The analyses accounting for QALY prediction error were consistent with the main analysis, although less precise. We predicted QALYs using data from Sullivan and colleagues [36], as QALYs have not been previously estimated in UK Biobank. While these data are applicable to a UK population, this method only captures health-related quality of life, and, therefore, our QALY estimates do not include any non-health-related determinants of quality of life. This was unavoidable given the data available in UK Biobank, where only linked healthcare data were available beyond baseline (excepting the relatively small amount of data from follow-up visits): Future studies repeatedly measuring quality of life directly may therefore provide more robust effect estimates. We also had to impute primary care costs and QALYs as only a limited section of UK Biobank had primary care data, which limited statistical power but were unlikely to have biased the results; rather, the complete case analysis would likely have been biased results, since the distribution of GP software systems allowing linkage of primary care data is unlikely to be random.

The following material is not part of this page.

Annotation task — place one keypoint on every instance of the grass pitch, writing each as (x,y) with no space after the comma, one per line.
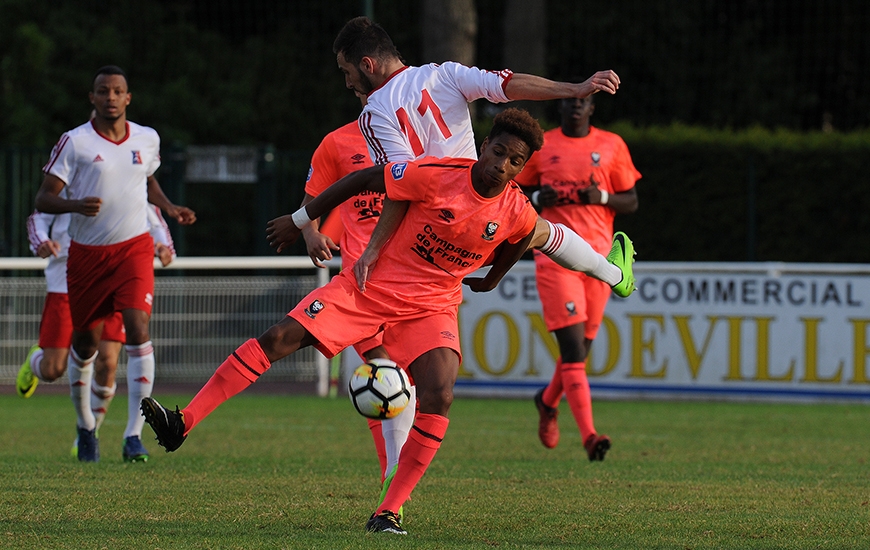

The healthcare costs were estimated from observed hospital episodes, drug prescriptions, and appointments from primary care. Follow-up was 2 years shorter for secondary care costs than primary care costs, but as we averaged the costs, this should not have materially affected the results. Additionally, we did not capture all healthcare costs as we did not have access to private healthcare costs not incurred in NHS settings, or data for emergency care or outpatient appointments (which are not linked to the UK Biobank cohort), and did not consider the cost of diagnostic tests in primary care, likely therefore underestimating the total cost of increasing BMI. In contrast, participants in UK Biobank may have different access to healthcare than the country on average, which may have biased our estimates of the effect of BMI on costs. Finally, BMI may have interacted with the use of both state and private healthcare, potentially biasing the results in either direction.

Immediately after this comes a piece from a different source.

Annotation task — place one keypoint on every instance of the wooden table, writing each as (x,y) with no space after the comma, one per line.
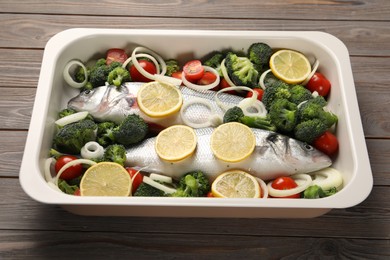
(33,230)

In the policy analyses, we made several assumptions: that bariatric surgery had no effects on QALYs through anything other than its effect on BMI, including no perioperative mortality or side effects (though complications of bariatric surgery on total healthcare costs up to 5 years were included in the cost of surgery); that the estimated BMI reduction from bariatric surgery would be maintained over 20 years; and that both UK Biobank and the Health Survey for England were representative of the population of England and Wales. These assumptions appear justifiable, as the average effect of bariatric surgery on QALYs over 20 years is likely relatively low, bariatric surgery has shown a consistent reduction in BMI up to 20 years [56,57], and the Health Survey for England is nationally representative [1,2].

However, despite its size, UK Biobank is not representative of the UK population as participants tend to be wealthier and healthier compared to the country on average [62]. It therefore likely that we have underestimated the true costs of BMI, as wealthier and healthier people may be more resistant to any detrimental effects of increased BMI. As obesity is more common in lower socioeconomic groups [63], our results suggest that obesity may be causally related to inequalities in quality of life.

Although mendelian randomisation is likely to be less affected by confounding and reverse causality than conventional multivariable adjusted analyses, an important potential source of bias in these analyses is family-level effects. Recent evidence suggests that assortative mating and dynastic effects can lead to bias in mendelian randomisation effect estimates [54], though within-family mendelian randomisation studies can account for some of these biases. Our within-family sensitivity analyses showed that the effect of BMI on QALYs was consistent with the main analysis, though the effect of BMI on total healthcare costs was reduced. However, statistical power was limited in these analyses, and confidence intervals were wide. Additionally, there is evidence of a geographic structure in the UK Biobank genotype data that cannot be accounted for using adjustment for principal components, which may also have biased our analyses [64].